- Directed by: Majith
- Written by: Majith
- Produced by: Majith Raganathan Raju Kannan Bhaskar
- Starring: Sree Raam Aara
- Cinematography: Velmurugan
- Edited by: S. P. Ahamed
- Music by: JV
- Production companies: KJR Studios RK Dream World
- Release date: 1 July 2016;
- Running time: 128 minutes
- Country: India
- Language: Tamil

= Paisa (2016 film) =

2016 Indian film by Majith

Paisa is a 2016 Indian Tamil-language romantic drama film directing by Majith and starring Sree Raam and Aara.

== Cast ==
- Sree Raam as Murugan
- Aara as Veni
- Deepika
- Nassar
- Rajasimman as Kiruba
- Madhusudhanan as Kiruba's boss
- Mayilsamy
- Sendrayan
- Theepetti Ganesan as Murugan's friend
- Rockstar Rajaguru as Murugan's enemy

== Production ==
Sree Raam plays a rag picker in the film, which is about the Swachh Bharat Mission.
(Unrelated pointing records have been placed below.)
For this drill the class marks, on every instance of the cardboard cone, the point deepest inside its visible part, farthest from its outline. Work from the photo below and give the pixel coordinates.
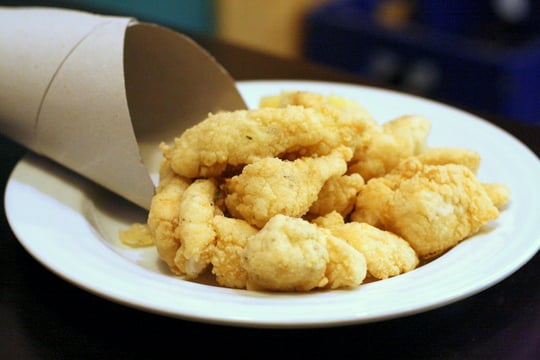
(98, 94)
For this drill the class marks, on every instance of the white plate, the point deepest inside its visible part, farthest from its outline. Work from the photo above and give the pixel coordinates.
(70, 225)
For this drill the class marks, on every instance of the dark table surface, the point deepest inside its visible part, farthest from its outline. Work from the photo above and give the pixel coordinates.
(44, 317)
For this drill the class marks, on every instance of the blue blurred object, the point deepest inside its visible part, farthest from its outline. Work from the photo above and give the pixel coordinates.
(481, 55)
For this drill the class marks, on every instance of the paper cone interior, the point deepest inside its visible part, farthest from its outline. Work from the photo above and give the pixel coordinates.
(98, 94)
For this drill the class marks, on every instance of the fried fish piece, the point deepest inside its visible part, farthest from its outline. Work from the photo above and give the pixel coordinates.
(433, 207)
(338, 194)
(196, 210)
(386, 254)
(333, 105)
(381, 149)
(287, 254)
(227, 260)
(292, 254)
(244, 136)
(163, 218)
(273, 186)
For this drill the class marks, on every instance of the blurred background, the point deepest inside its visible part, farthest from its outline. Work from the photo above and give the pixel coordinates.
(481, 55)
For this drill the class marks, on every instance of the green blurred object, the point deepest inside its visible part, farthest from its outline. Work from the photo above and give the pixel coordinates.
(195, 16)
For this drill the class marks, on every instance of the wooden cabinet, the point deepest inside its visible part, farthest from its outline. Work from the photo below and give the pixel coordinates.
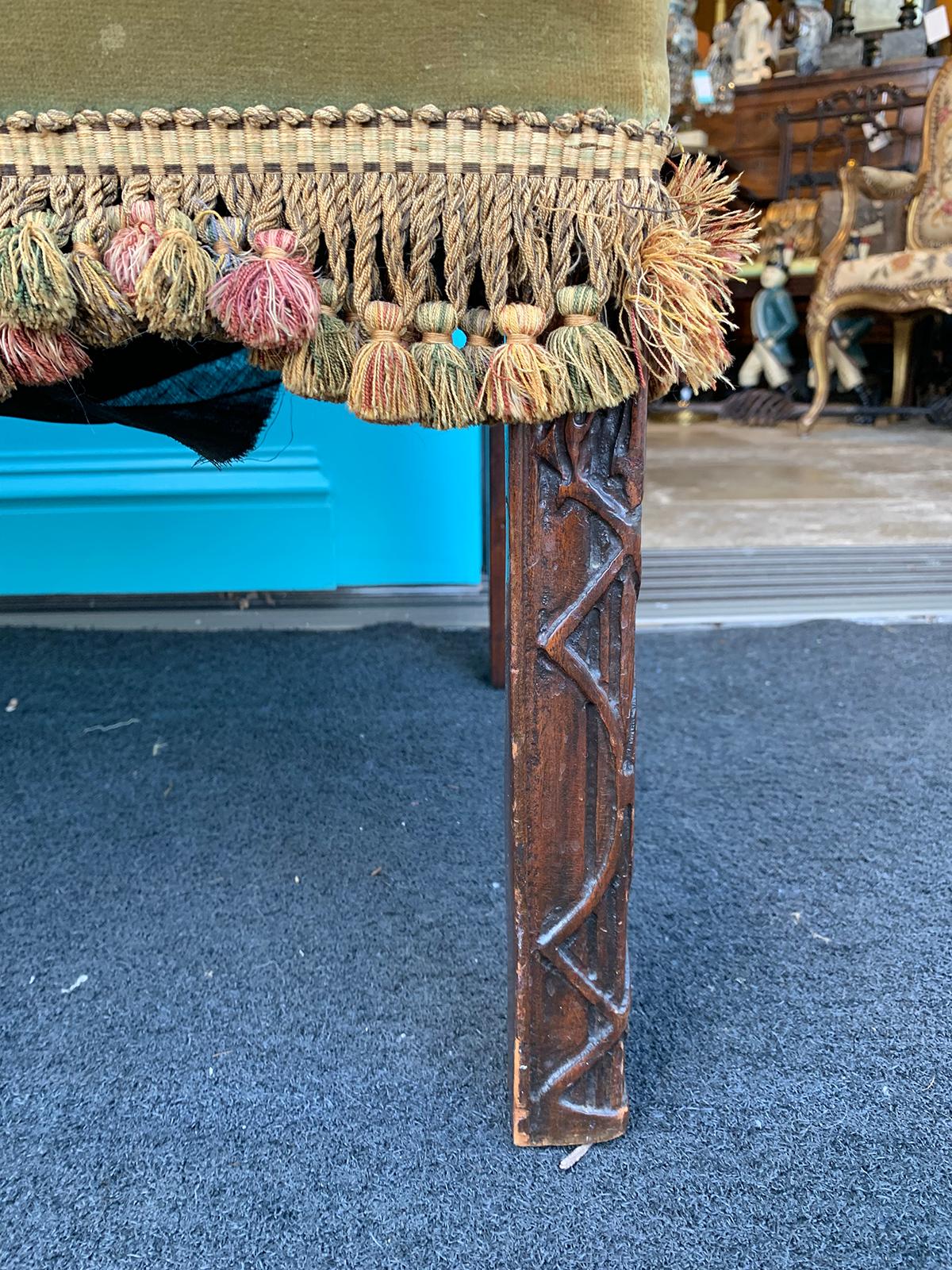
(749, 137)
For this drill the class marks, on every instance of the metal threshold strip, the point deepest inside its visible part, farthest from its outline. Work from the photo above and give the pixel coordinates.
(750, 586)
(721, 587)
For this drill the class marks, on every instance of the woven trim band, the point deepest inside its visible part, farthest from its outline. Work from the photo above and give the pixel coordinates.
(582, 264)
(590, 145)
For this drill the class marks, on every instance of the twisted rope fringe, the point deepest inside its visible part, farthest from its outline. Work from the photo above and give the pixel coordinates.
(347, 249)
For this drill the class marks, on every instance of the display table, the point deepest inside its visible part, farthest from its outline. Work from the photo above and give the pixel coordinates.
(749, 139)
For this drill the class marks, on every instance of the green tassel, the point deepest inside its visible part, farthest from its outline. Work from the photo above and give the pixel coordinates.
(450, 391)
(321, 368)
(478, 349)
(36, 290)
(597, 368)
(173, 286)
(105, 317)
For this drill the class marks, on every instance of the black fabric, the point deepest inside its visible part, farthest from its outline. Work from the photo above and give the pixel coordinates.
(206, 395)
(283, 879)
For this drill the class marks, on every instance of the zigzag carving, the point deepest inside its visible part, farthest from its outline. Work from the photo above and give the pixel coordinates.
(608, 489)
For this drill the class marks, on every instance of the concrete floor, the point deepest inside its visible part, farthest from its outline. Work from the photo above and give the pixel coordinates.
(721, 486)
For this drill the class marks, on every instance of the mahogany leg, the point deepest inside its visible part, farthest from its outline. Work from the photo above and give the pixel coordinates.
(497, 556)
(574, 573)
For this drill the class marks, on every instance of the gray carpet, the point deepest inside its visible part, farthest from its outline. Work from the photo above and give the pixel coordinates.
(251, 959)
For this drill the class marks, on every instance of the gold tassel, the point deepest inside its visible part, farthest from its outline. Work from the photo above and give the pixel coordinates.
(597, 370)
(450, 387)
(267, 359)
(105, 318)
(385, 384)
(524, 384)
(36, 290)
(173, 286)
(321, 368)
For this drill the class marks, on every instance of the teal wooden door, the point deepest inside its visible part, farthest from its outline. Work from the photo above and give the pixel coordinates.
(325, 501)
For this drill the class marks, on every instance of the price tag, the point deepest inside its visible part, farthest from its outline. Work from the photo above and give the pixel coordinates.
(936, 23)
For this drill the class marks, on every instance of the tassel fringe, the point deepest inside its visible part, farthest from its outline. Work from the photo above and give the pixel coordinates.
(568, 260)
(321, 368)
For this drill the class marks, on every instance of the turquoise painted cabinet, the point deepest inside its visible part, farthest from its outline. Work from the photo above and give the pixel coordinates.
(325, 501)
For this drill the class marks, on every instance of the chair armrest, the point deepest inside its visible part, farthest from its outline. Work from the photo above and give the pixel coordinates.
(877, 183)
(884, 184)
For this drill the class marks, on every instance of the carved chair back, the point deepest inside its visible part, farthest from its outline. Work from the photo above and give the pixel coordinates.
(931, 213)
(879, 125)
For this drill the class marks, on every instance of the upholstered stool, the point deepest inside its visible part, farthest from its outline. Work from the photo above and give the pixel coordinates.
(419, 169)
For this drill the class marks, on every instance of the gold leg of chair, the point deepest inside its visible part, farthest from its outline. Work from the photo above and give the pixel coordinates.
(816, 336)
(901, 347)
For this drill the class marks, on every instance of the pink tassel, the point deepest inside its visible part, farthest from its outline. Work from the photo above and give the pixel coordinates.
(271, 300)
(131, 245)
(38, 357)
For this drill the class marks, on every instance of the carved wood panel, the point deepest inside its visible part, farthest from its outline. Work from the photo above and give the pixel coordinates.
(575, 564)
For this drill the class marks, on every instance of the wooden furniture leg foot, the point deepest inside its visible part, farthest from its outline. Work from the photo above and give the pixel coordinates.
(574, 573)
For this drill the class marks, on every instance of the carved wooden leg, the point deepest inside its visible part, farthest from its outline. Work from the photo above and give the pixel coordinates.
(497, 556)
(901, 348)
(818, 333)
(574, 572)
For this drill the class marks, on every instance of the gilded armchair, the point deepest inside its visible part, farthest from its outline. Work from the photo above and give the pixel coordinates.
(896, 283)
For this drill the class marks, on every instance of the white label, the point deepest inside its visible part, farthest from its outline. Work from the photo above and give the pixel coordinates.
(936, 23)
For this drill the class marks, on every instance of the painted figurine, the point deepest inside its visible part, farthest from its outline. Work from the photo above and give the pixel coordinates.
(774, 319)
(814, 29)
(753, 46)
(843, 352)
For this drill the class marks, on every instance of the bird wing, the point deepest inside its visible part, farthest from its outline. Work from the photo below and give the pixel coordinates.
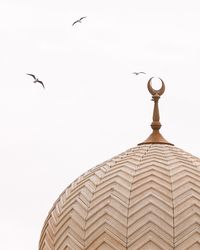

The film is set in a slum.

== Soundtrack ==
Soundtrack was composed by JV.
- "Penne Penne" – Jagadish, Hema Ambika
- "Chikku Bukku" – Mukesh Mohamed, Hema Ambika
- "Kanne" – Hema Ambika
- "Paisa" – JV
- "Nenjukulla" – Yazin Nizar

== Release ==
A critic from The Hindu wrote that "In other words, as moral-science movies go, Paisa is a far-easier watch than Appa". Malini Mannath of The New Indian Express opined that "Mildly entertaining, Paisa could have been made more appealing and interesting". A critic from Maalai Malar praised the performances of the lead cast, the music, and the cinematography while criticising the screenplay.